Tuesday 17 January 2012

A mix of things

In the post Core I briefly touched upon the idea of a resource based economy and let a slide show do the talk for me. This does no justice to how paramount this subject should be for this blog. The goal with this project is to detail various aspects of the progressive mindset required to make a resource based economy function, and more importantly healthy for the inhabitants.

Personally I find diet to be a subject of interest, and I would very much like to move into more discussions on how this new society might handle nutritional care. Social relations could also be a nice focus, as there are many things that would likely change in how people interact with each other in the future.

So what of all this change? Why is it needed? Well no matter who you are, you must have noticed something or some things that seem curious to you about how we go about things in the societies of today. I recently had a big laugh over this picture, because it really made my day to see that some one else had thought about the very zombie-like nature of my generation in some aspects of life.


This is a wonderfully comic example of how we are being homogenised as a species. You could draw many parallels from this, but I will not be the one to uphold "the good old days". I was born in 1987 so I was not a part of that period any way. But even so I still prefer looking ahead.

If the present is undesirable I prefer to attritute that to a sense of fate. The past has lead to the present, and so we might not have seen it coming, but the past did indeed produce the present, so there should be no glory to the past if the present is inglorious.

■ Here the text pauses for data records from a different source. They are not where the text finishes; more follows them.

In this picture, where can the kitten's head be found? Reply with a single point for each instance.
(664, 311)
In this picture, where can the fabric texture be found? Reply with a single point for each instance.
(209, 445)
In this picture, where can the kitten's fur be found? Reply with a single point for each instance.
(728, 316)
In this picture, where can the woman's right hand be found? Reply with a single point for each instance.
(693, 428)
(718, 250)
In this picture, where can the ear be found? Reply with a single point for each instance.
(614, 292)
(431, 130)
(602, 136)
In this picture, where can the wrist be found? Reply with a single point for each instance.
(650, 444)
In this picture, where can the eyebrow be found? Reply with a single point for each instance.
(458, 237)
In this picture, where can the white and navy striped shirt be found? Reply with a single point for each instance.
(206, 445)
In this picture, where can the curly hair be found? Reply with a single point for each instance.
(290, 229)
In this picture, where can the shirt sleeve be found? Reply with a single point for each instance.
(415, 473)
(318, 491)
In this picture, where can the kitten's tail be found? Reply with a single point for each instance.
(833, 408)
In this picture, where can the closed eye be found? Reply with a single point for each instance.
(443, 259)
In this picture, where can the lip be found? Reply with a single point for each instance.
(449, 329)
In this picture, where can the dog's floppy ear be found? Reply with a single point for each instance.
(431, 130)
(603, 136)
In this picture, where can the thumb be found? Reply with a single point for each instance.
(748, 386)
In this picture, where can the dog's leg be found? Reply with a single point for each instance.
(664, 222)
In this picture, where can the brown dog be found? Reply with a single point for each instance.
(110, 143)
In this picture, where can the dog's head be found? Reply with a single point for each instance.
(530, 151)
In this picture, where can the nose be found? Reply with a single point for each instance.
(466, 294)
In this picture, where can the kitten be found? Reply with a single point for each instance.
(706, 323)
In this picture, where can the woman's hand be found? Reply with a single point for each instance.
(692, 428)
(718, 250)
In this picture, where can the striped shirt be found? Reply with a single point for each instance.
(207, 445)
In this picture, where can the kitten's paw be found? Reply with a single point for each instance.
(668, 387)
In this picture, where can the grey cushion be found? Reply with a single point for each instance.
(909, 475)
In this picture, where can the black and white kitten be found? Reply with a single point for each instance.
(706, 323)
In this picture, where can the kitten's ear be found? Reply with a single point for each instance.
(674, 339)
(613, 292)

George Carlin does a piece on something similar, and you should be able to see the connection in this clip. He is talking about how we hone our focus towards the immediate center of the fire, instead of taking a step back and asking ourselves what created the mess in the first place. He takes a gigantic leap into the offensive position and starts slashing paradigms all over the place. For this alone George Carlin is sorely missed as a comedian and a social observer. He is quite pessimistic and he does uphold "the good old days" sometimes, but he makes up for that by giving the more ghastly, realistic world view a twist with a sinister smile.